Sem desconsiderar as ações terrestres que minavam as forças dos adversários, a resolução de boa parte dos grandes confrontos de europeus em espaços coloniais se deu usualmente com expedições navais e cerco de praças dos territórios em disputa, a exemplo dos conhecidos assédios e conquistas de Salvador – tomada pelos neerlandeses em 1624 e reconquistada em 1625 por uma frota hispano-portuguesa –, da conquista neerlandesa de Olinda e do Recife em 1630 e da restauração e rendição do Recife por intermédio de bloqueio terrestre e naval português em 1654.
Essas são apenas algumas ocorrências em uma parte do território do Estado do Brasil que teve conflitos entre portugueses, espanhóis e neerlandeses. Antes da chegada dos últimos, os franceses também ameaçaram a colônia portuguesa, sendo adversários constantes e resilientes ao longo dos primeiros dois séculos de colonização, enfrentando os portugueses no Rio de Janeiro, no Maranhão e, entrementes, no litoral das Capitanias de Pernambuco, Itamaracá e Paraíba.
A organização e financiamento de expedições ou de frotas navais que operaram no ultramar – inclusive com capital privado –, as ações de bloqueio, corso, transporte, escolta, bem como as investidas diretas contra oponentes marcaram parte dos conflitos do período. Apesar das repercussões amplas das ações navais para a manutenção do comércio, conquista e retomada de territórios, a guerra naval foi uma faceta pouco explorada pela historiografia brasileira. Tal lacuna é apenas uma de várias outras relativas às disputas navais, a exemplo do estabelecimento e manutenção das frotas de estados europeus, bem como seus desdobramentos tecnológicos e sua importância na constituição dos estados modernos.
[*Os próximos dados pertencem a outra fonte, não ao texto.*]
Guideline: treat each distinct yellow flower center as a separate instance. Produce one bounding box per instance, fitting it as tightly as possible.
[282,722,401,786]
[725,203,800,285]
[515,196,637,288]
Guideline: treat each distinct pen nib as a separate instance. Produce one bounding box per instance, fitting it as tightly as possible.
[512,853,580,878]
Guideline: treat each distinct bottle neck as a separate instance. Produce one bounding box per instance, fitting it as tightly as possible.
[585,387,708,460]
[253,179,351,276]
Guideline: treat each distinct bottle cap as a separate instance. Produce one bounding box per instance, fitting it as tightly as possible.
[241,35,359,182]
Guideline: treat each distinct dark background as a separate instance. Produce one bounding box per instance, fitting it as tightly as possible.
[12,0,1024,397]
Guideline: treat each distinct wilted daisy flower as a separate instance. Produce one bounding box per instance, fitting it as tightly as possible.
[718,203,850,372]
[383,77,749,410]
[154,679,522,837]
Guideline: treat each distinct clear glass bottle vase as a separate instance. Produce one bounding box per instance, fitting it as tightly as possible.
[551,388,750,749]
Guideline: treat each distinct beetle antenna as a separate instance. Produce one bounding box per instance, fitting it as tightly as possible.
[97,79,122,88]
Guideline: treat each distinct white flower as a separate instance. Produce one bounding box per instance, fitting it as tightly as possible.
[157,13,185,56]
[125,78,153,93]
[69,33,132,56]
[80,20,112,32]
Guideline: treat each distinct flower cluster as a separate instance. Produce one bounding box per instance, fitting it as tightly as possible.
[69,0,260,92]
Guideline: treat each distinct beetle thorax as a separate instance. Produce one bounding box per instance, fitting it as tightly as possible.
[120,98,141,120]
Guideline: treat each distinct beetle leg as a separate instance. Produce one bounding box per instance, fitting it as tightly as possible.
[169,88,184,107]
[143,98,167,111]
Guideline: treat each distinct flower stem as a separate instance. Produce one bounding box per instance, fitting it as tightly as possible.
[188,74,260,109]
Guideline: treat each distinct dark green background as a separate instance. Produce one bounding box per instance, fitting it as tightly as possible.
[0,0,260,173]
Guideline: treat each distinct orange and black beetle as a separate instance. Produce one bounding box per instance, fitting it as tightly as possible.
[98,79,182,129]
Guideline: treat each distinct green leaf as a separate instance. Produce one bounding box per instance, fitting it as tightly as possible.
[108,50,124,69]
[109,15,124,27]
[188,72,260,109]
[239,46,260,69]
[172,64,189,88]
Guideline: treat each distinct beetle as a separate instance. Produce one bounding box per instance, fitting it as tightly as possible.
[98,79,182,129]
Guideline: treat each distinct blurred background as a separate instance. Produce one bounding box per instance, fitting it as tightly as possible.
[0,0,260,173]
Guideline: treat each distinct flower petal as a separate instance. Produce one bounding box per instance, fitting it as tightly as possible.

Temos no presente dossiê um conjunto de contribuições de pesquisadores de formações distintas – especialistas, mestras(es) e doutoras em instituições do Brasil e do exterior –, que compuseram estudos que mesclaram historiografia com fontes documentais. Em conjunto, ajudam a trazer o tema da guerra naval e suas múltiplas possibilidades de análise para o debate historiográfico brasileiro.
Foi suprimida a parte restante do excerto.